Mark Bristow: So, Anita, right now, things are very fluid. As you can imagine, it must be a tough time for First Quantum. The press is not my investment banker. And so, it would be I think it’ll just be ill advised for me to comment on that question. I think First Quantum needs to focus on it is challenges, and none of us like to see that sort of event in our industry.
Jackie Przybylowski: And it is Jackie, by the way.
Unidentified Company Representative: Sorry.
Jackie Przybylowski: It was a tough question, so I understand the mistake. Maybe on RekoDiq, there has been a lot of talk again in the media about potential partners at RekoDiq. And I think I actually asked you guys this last quarter, but since then there is been more talk about whether it is the Saudi’s or Egyptian individuals? Can you just reiterate like how you expect the project to look from your side? You are looking to retain your 50% stake in RekoDiq? Or would you entertain partners coming in terms of sharing the Barrick equity?
Graham Shuttleworth: So Jackie, what I can tell you is again was asked this question by a reporter off left field. Never spoken to him about it, and he’s got about little or no chance, probably no chance, of ever getting equity in RekoDiq and I think he knows that. And that is no reflection on [indiscernible]. He’s a great friend of mine, but we are not selling equity. It is not an equity sale list. The conversation around Saudi and Pakistan and their equity is, as you know, Saudi was a big player in supporting the IMF rescue of Pakistan. It is a long-term friend, partner and supporter of Pakistan. And those conversations are being held in some form but, and we are there to support and we are, as you know, strong partners of Saudi Arabia and Saudi Arabia, and we are very committed partners to Pakistan and Pakistan.
And we are there to help wherever we can but we are definitely not meddling in any conversation.

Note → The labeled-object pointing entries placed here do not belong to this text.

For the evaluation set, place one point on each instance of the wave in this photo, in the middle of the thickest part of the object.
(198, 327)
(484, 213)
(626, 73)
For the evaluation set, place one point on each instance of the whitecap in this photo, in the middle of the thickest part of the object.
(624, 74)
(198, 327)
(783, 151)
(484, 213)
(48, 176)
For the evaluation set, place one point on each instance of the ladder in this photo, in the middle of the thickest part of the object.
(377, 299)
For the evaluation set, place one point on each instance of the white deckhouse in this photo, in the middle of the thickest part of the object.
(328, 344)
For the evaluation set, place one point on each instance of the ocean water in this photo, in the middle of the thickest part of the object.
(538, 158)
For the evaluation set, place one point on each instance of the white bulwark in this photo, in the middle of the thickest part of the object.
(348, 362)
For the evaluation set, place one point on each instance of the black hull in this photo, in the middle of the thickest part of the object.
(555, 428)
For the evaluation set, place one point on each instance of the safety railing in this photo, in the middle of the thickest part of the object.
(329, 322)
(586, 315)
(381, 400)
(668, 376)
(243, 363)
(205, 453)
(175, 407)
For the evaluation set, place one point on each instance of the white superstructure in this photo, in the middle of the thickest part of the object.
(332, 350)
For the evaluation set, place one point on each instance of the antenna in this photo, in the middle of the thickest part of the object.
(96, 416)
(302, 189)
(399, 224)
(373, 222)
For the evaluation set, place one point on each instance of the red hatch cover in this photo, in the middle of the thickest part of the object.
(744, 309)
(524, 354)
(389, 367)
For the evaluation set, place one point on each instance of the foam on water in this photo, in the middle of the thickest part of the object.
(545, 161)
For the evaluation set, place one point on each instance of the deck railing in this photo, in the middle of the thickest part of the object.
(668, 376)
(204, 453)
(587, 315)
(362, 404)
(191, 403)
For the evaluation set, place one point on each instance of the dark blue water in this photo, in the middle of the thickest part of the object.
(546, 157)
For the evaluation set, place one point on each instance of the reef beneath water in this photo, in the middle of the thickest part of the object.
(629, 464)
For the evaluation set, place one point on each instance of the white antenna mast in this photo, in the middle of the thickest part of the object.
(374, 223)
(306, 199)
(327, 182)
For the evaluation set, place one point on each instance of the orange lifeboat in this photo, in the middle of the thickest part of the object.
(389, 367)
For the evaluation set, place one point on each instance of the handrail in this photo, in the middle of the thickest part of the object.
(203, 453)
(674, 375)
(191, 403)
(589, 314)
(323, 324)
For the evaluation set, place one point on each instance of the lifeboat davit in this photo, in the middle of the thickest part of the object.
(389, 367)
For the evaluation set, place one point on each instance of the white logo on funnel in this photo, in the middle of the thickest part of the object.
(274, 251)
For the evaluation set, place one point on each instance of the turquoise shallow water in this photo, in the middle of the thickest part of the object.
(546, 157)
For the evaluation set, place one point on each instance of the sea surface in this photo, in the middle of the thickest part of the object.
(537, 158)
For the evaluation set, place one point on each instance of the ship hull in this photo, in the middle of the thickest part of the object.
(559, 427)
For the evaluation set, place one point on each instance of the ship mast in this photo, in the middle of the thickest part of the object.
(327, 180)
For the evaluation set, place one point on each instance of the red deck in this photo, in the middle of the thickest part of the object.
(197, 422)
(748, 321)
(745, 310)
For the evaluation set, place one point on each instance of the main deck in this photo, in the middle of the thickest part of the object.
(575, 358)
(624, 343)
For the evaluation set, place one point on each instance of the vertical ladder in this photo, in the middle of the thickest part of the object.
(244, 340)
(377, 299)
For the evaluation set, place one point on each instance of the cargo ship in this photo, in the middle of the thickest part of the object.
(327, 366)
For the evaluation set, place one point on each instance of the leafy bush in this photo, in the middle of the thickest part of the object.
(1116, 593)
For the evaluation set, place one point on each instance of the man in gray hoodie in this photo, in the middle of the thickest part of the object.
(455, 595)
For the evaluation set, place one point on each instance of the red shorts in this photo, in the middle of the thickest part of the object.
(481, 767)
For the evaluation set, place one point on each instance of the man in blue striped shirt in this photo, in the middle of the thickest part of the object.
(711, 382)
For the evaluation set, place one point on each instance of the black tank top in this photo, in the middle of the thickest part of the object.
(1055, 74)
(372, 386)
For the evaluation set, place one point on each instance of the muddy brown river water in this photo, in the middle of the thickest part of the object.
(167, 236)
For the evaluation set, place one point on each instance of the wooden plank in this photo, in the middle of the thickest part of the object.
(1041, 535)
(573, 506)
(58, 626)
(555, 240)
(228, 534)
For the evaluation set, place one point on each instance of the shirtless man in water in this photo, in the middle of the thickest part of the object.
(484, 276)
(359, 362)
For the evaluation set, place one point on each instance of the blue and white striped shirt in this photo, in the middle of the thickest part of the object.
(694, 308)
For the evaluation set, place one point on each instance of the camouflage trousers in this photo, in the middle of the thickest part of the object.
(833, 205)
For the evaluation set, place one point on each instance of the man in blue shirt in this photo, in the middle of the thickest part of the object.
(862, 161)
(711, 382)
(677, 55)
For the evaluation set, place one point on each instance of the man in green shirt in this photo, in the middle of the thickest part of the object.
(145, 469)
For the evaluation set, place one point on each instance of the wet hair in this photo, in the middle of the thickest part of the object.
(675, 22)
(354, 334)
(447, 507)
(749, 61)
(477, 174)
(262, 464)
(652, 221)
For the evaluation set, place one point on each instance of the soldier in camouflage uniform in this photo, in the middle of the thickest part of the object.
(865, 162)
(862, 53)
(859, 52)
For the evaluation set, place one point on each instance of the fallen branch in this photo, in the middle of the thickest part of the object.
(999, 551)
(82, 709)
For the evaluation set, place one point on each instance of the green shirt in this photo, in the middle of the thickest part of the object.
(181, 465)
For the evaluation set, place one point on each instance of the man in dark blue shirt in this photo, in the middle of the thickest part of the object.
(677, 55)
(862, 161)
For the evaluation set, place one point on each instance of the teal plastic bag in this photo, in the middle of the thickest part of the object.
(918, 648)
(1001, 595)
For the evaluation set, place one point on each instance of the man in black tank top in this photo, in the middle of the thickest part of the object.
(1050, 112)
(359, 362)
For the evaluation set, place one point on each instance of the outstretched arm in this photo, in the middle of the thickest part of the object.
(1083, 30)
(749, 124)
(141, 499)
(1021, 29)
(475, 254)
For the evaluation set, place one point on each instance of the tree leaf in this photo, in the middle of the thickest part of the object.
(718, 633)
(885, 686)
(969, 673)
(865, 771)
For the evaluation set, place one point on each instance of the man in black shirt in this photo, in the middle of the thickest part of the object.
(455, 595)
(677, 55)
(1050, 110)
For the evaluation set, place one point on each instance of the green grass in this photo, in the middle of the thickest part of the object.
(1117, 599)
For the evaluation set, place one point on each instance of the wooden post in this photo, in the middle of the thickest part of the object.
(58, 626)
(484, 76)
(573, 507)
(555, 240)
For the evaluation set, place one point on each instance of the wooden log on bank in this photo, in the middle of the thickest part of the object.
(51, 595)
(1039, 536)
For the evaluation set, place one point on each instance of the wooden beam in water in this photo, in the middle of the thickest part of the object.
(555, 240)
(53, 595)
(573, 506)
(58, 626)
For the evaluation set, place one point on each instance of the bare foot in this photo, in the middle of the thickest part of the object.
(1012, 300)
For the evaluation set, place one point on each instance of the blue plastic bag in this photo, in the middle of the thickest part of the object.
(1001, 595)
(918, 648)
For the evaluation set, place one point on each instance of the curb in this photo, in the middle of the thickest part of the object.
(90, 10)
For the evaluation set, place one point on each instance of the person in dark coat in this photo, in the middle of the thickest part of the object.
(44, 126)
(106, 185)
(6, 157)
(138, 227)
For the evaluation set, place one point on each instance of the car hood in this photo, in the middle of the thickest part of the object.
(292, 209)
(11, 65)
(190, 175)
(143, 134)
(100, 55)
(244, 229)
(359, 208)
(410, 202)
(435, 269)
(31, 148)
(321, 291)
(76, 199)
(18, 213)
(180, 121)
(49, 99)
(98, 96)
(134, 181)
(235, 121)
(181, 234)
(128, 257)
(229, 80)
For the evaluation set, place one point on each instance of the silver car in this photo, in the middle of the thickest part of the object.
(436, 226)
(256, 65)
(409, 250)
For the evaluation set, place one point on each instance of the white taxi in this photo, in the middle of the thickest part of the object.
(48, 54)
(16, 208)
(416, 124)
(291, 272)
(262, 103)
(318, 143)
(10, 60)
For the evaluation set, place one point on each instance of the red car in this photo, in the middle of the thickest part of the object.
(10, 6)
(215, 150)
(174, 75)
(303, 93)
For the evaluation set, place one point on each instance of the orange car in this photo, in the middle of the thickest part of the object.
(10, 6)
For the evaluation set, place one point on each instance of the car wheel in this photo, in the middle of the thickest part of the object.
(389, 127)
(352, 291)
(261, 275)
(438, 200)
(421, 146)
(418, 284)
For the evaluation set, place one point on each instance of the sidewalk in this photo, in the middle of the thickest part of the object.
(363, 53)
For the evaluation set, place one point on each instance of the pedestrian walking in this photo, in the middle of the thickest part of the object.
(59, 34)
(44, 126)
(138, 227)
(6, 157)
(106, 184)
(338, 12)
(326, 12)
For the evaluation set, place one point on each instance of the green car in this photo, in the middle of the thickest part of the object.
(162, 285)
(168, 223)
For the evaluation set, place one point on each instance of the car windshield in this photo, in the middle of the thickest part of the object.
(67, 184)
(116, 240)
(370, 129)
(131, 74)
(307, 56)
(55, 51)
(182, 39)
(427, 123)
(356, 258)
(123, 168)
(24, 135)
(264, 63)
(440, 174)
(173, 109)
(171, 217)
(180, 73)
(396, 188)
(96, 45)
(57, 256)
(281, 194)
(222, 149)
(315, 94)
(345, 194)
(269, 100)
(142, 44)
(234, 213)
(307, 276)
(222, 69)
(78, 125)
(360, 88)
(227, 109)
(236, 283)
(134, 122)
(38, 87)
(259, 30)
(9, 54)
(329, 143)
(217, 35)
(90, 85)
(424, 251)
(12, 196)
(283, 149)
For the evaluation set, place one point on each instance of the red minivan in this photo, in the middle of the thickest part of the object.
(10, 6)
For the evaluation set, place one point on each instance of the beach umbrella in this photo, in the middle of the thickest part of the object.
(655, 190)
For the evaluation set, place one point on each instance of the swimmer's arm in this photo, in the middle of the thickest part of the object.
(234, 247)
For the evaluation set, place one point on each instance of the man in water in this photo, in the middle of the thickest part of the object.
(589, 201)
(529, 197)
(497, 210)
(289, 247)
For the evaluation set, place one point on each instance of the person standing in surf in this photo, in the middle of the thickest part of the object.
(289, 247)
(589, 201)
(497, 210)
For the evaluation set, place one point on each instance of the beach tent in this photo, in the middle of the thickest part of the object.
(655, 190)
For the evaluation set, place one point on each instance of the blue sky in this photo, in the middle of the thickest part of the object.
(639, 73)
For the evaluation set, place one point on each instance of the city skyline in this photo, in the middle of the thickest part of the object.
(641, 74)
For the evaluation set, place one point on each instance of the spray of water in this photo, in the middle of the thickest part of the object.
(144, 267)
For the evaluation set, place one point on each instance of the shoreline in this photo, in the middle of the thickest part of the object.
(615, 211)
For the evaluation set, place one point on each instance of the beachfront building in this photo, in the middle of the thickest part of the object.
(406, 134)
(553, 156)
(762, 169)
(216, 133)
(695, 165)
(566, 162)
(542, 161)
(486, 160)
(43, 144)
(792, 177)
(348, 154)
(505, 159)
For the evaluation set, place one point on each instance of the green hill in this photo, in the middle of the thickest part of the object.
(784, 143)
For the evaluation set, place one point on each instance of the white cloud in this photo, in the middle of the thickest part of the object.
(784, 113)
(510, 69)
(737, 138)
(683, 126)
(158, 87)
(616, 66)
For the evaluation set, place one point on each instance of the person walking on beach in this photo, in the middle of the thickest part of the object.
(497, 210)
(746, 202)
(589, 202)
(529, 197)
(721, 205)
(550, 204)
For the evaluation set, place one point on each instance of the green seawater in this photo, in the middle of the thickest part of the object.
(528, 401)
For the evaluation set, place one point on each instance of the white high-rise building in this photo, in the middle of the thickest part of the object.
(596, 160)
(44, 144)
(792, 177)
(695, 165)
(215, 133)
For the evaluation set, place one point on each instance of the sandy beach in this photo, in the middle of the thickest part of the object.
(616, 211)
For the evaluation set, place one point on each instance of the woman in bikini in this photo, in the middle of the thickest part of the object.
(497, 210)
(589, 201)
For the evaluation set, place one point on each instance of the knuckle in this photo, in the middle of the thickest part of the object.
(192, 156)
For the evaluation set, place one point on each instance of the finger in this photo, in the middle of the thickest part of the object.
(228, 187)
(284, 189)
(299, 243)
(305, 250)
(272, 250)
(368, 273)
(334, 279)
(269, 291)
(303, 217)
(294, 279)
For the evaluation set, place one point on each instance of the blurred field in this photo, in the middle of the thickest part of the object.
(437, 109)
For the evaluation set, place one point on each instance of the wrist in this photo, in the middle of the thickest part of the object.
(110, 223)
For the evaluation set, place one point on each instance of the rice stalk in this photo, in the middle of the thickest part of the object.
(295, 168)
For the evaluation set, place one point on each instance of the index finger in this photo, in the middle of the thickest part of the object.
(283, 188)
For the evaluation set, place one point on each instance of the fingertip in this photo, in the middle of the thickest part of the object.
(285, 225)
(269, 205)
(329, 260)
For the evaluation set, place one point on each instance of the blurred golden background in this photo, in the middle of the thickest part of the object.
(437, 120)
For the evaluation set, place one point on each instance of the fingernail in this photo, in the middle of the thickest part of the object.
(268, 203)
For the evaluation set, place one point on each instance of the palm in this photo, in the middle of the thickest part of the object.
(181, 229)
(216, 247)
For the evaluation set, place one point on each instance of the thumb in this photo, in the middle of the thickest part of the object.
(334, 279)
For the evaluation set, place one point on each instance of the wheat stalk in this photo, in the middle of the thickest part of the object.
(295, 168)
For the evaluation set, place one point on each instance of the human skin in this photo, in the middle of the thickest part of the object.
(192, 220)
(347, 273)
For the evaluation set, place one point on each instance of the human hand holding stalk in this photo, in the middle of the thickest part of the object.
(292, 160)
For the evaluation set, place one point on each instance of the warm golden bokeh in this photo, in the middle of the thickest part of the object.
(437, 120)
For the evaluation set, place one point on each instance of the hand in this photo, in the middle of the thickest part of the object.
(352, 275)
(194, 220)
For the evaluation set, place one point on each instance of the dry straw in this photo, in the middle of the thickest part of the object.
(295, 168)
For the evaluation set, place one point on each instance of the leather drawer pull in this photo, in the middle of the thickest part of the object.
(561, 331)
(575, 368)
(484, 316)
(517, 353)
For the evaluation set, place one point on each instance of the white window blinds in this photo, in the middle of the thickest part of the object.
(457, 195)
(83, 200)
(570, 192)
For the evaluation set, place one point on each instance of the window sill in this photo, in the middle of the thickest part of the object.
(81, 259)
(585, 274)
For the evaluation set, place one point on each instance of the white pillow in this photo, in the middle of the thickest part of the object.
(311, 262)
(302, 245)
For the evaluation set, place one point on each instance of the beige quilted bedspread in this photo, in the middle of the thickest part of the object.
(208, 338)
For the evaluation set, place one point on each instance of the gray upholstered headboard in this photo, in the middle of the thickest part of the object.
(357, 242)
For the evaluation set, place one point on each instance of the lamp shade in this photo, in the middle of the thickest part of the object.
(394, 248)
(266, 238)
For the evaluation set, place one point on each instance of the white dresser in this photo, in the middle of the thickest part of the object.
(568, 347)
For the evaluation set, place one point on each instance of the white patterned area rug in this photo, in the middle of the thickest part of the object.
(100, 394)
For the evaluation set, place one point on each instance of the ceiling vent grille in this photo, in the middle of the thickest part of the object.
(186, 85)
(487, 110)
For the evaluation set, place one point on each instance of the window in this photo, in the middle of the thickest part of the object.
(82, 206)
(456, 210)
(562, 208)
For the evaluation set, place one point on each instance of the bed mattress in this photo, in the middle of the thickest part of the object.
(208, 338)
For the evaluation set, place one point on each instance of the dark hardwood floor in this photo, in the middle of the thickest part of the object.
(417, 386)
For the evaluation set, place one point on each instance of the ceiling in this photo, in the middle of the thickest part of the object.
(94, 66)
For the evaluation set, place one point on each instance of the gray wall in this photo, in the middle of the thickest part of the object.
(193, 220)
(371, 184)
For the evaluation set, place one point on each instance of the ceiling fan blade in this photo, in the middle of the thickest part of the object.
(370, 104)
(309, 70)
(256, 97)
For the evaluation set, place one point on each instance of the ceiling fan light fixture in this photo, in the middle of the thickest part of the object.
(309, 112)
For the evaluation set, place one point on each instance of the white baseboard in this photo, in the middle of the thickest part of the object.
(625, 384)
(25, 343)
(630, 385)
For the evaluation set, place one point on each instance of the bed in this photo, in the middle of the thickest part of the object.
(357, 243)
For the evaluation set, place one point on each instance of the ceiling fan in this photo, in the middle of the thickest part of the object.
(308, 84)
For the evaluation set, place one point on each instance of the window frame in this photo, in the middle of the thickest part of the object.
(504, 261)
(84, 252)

And the one thing that is clear is our 50% is not for sale. So I think that will probably help. If you ask me again next quarter, I will give you the same answer, I promise.
Operator: The next question comes from John Tumazos with John Tumazos Very Independent Research.
John Tumazos: Mark, congratulations on everything. I hope I don’t offend you, but I did a little spreadsheet comparing 56 companies and some of them weren’t gold companies. And those 56 companies in the last three-years bought back $73 billion worth of their stock. Every steel, every forest products and every fertilizer company I looked at bought back stock. The gold companies are different, Mark, so I don’t compare you to gold companies. There actually are five companies that bought back over $1 billion so far this year. And the biggest one was vale that spent $14.25 billion on buybacks the last three-years so far. Last year, Barrick bought back stock, this year, you are not. How do buybacks compare to expanding Lumwana, extending Pueblo Viejo, RekoDiq. Just walk us through how you make those choices?
Mark Bristow: So, John, that is a good question, and thank you for the compliment. Well, I think it was a compliment.
John Tumazos: Certainly. I compare you to real companies and not gold companies.